Non deve essere stato facile per i politici del centrosinistra esclusi dal palcoscenico della grandiosa piazza San Giovanni a Roma imporsi un bagno di umiltà e stare lì sotto con il naso per aria ad ascoltare i discorsi di persone senza gradi, elettori semplici. Ma poi, quasi tutti quelli che hanno ripudiato la tattica dell'assenza, perdente come al solito, si sono trovati contenti. Hanno capito che la loro famosa "legittimazione" nasceva proprio di lì, dalle opinioni e dal voto di quelle centinaia di migliaia di uomini e di donne, simbolo di tante altre piazze disseminate in ogni regione, e che non potranno fare un passo senza la forza di quella massa che si è riunita spontaneamente per protestare contro il governo, per esprimere il no di mezza Italia a leggi che incrinano la Costituzione, che preoccupano tutte le persone di buona volontà e di serena coscienza, di ogni idea politica, che credono nei principi del vivere civile e nell'eguaglianza.
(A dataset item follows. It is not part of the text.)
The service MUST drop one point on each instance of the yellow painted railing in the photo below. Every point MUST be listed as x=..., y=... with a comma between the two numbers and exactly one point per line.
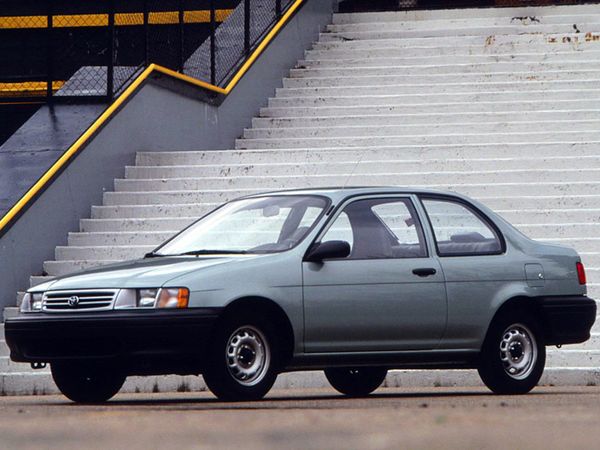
x=107, y=114
x=101, y=20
Quelli che hanno parlato sono stati clementi, non hanno infierito, non hanno rigirato i coltelli nelle piaghe, non hanno tirato fuori la Bicamerale, la rovinosa dismissione di Prodi, la politica sbagliata della passata legislatura, l'opposizione senz'anima fatta fino a quel giorno di febbraio quando Nanni Moretti si infuriò in piazza Navona.
In piazza San Giovanni, sette mesi dopo, il regista si è comportato come un maestro benigno che annulla ai bambinetti il compito il classe andato male. Solo un paio di cose ha voluto dire, ma senz'astio, ai politici impauriti di perdere la leadership , timorosi della popolarità di Cofferati, di Gino Strada, di altri: discutete di problemi concreti, non litigate sul nulla, non fate più i capricci, non perdete tempo in continui e logoranti scontri personalistici ai vertici, sigle, gelosie e ripicche di cui non ci importa niente. E poi ha aggiunto quel che stava sul gozzo a lui e ad altri milioni di italiani: se capiterà, magari tra qualche anno, l'occasione di vincere le elezioni, "questa volta fatela la legge sul conflitto di interessi".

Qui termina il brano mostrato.